If you want to start a flame war in the AWS AppSync community then ask if you should use a single or multiple table design for DynamoDB. There's no shortage of opinions in both directions :fire::fire::fire:
In this article I'm going to show you how I built a generic single table DynamoDB solution for AWS AppSync.
Historical Context
Before I explain "how" it's important to remember that DynamoDB did not support on-demand capacity (pay per use pricing) when AppSync was originally released. Managing the read and write capacity across multiple tables was a lot of extra work. Under provisioning could result in your API failing and over provisioning was expensive.
By using a single table I could reduce the amount of time spent managing table capacity and save a lot of money. That is why began exploring how to build an AppSync API using only a single DynamoDB table.
Primary Key
For the tables primary key I used a generic attribute named PK
that does not appear in the GraphQL schema. Keeping the primary key for the table out of the GraphQL schema allows me to use any field in the GraphQL type as the primary ID for a record.
Note: To keep my examples simple I will use id
as the primary field but you can use a different field or fields.

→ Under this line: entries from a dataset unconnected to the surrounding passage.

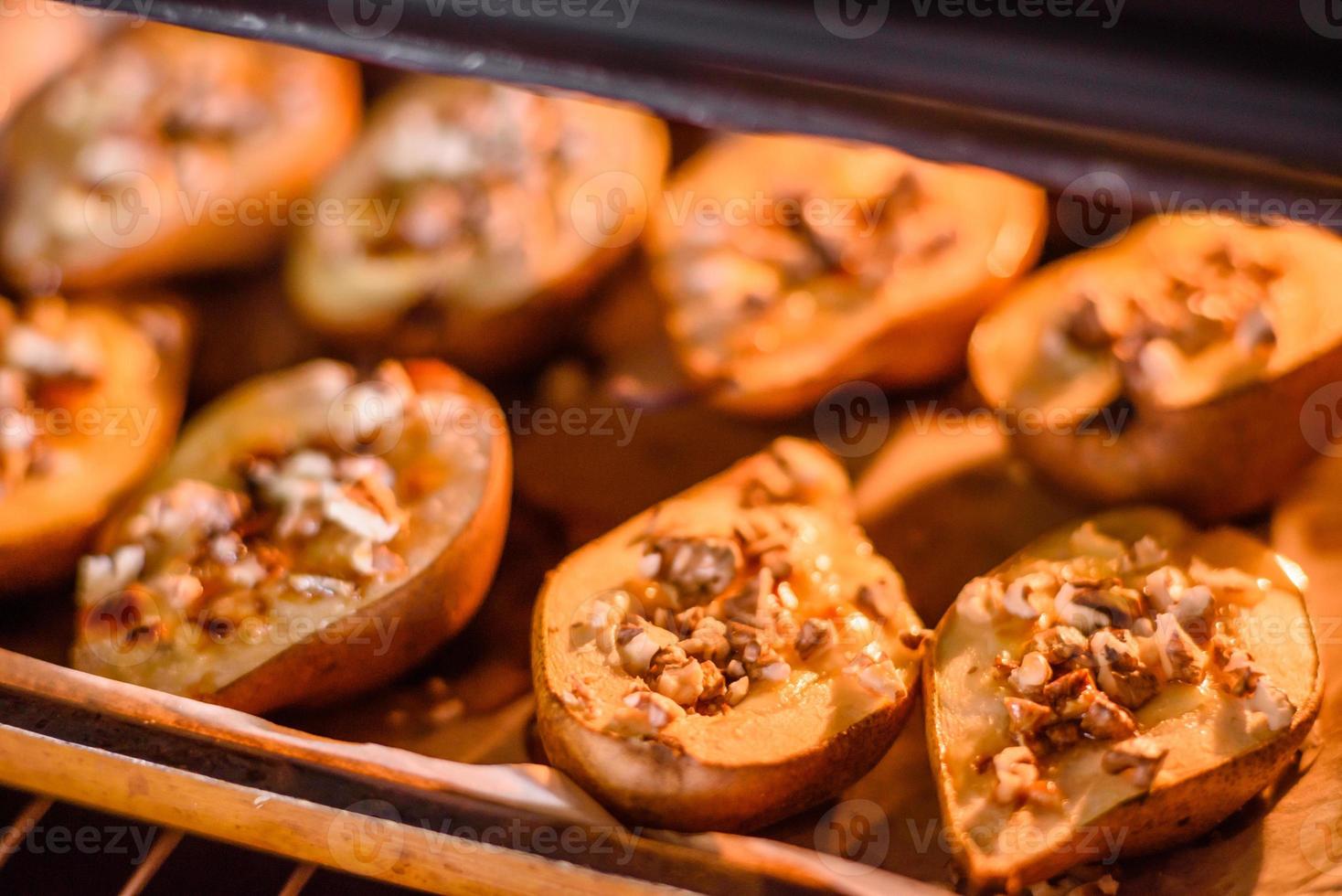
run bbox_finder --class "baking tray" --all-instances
[0,0,1342,893]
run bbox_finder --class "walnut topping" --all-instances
[1209,635,1295,731]
[1210,635,1262,698]
[1001,572,1058,620]
[1188,557,1267,603]
[614,621,676,675]
[1142,566,1188,613]
[955,575,1006,625]
[1101,738,1169,790]
[1081,693,1136,741]
[796,620,837,660]
[1154,613,1207,684]
[680,615,731,663]
[1060,247,1280,389]
[1245,675,1295,731]
[1053,582,1109,635]
[1027,625,1090,666]
[656,657,703,707]
[77,545,145,606]
[569,591,629,653]
[993,746,1038,805]
[728,676,751,707]
[80,434,408,656]
[1004,698,1055,738]
[1122,535,1169,571]
[1170,585,1216,644]
[1007,651,1053,695]
[846,653,909,700]
[639,538,742,603]
[608,691,685,738]
[1090,629,1159,709]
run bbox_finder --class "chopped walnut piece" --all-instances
[1007,651,1053,696]
[722,569,783,629]
[900,625,929,651]
[1142,566,1188,613]
[679,615,731,663]
[1058,585,1146,631]
[794,620,837,660]
[1170,585,1216,644]
[640,537,742,603]
[608,691,685,738]
[1027,625,1090,666]
[993,746,1038,805]
[1001,572,1058,620]
[1090,629,1159,709]
[1081,692,1136,741]
[955,575,1006,624]
[614,623,676,675]
[1188,557,1264,603]
[848,653,909,700]
[1209,635,1262,698]
[1154,613,1207,684]
[1122,535,1169,571]
[728,676,751,707]
[1053,582,1110,635]
[1044,669,1102,719]
[77,545,145,606]
[655,657,703,707]
[1101,738,1169,790]
[1245,675,1295,731]
[126,479,247,545]
[1003,698,1053,739]
[697,660,728,712]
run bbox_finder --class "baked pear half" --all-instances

Mapping the primary ID for the GraphQL type to PK
is handled in the AppSync resolver request template. There are two patterns I recommend when mapping fields to PK
.
NODE#${id}
if you have globally unique ID's${__typename}#${id}
if you do not have globally unique ID's
Example: Let's start with a simple GraphQL schema for farms.
type Farm {
id: ID!
name: String
}
input CreateFarmInput {
name: String!
}
type Mutation {
createFarm(input: CreateFarmInput!): Farm
}
type Query {
findFarm(id: ID!): Farm
}
The request resolver template for createFarm
would be
#set( $id = $util.autoId() )
$util.qr($ctx.args.input.put("id", $id))
$util.qr($ctx.args.input.put("__typename", "Farm"))
{
"version" : "2017-02-28",
"operation" : "PutItem",
"key" : {
"PK": $util.dynamodb.toDynamoDBJson("NODE#$id"),
},
"attributeValues" : $util.dynamodb.toMapValuesJson($ctx.args.input)
}
This template generates an id
for the new farm that is added to the input along with the __typename
. It then prefixes that ID with NODE#
to generate the PK
value for the DynamoDB key.
When invoked with the following input
mutation {
createFarm(input: { name: "Old MacDonald's" }) {
id
}
}
It will create a record in DynamoDB similar to
PK | __typename | id | name |
NODE#1234 | Farm | 1234 | Old MacDonald's |
The farm can then be retrieved using findFarm
that accepts an id
which is mapped to the PK
attribute in the request template:
{
"version": "2017-02-28",
"operation": "GetItem",
"key": {
"PK": $util.dynamodb.toDynamoDBJson("NODE#$ctx.args.id"),
}
}
SECURITY WARNING
When using the NODE#${id}
pattern you must check the __typename
is one that you expect in every resolver that fetches, updates or deletes records. Failure to do this may allow someone to by pass security by using the ID from one type with the resolver for a different type that is more permissive.
The examples in this article do not include this check because I am focusing on the DynamoDB access pattern and not AppSync access controls.
Unique Secondary Fields
Requiring additional fields in our GraphQL type to be unique is a common problem. The Farm
type contains an id
field that uniquely identifies a record and never changes. It also has a name
field that can change but must be unique.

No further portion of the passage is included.